Boko Haram and the Islamic State West Africa Province (ISWAP) were responsible for most of the 1,592 violent events and 4,850 deaths in the Lake Chad Basin last year, the data project reported.
ISWAP has conducted more complex operations since early 2025 and is increasingly using drones to attack military forces. Besides its battlefield capabilities, ISWAP “has the demonstrated ability to administer territory to function, in other words, as a parallel government in the areas it controls,” wrote Mustapha Bature Sallama, a columnist for the Modern Ghana news website.
Boko Haram is a competitive regional rival and has reclaimed Lake Chad territory from ISWAP, often in coordinated amphibious and motorized assaults. On May 4, the group killed 24 Chadian Soldiers and wounded 46 in an attack on a military base on the shores of Lake Chad.
The Allied Democratic Forces, also known as the Islamic State Central Africa Province, committed many of the 1,369 killings in 286 violent events in the Great Lakes region last year, ACLED reported. The group was not known to regularly target security forces directly until the first quarter of 2026, when it attacked military patrols and Soldiers protecting mining sites.

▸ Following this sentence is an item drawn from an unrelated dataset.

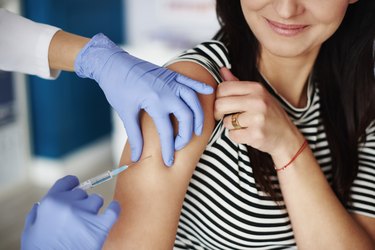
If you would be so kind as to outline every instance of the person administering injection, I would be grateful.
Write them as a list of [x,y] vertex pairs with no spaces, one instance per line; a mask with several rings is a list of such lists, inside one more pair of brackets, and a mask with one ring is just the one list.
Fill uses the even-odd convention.
[[29,212],[22,234],[21,249],[101,249],[117,221],[120,205],[117,201],[112,201],[107,209],[99,214],[104,203],[103,198],[97,194],[88,195],[86,190],[113,179],[129,167],[150,157],[108,170],[81,184],[78,178],[72,175],[56,181]]
[[22,250],[101,249],[120,214],[112,201],[99,214],[103,198],[76,188],[75,176],[65,176],[29,212],[21,239]]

The group threatens civilians with mass kidnappings.
IS Mozambique was widely responsible for the 531 deaths resulting from 299 violent events in the country in 2025. The group increasingly targeted civilians last year, particularly in southern Cabo Delgado and Nampula provinces. ACLED researchers predicted that that trend would continue. The group also commits kidnappings and forces mass displacement.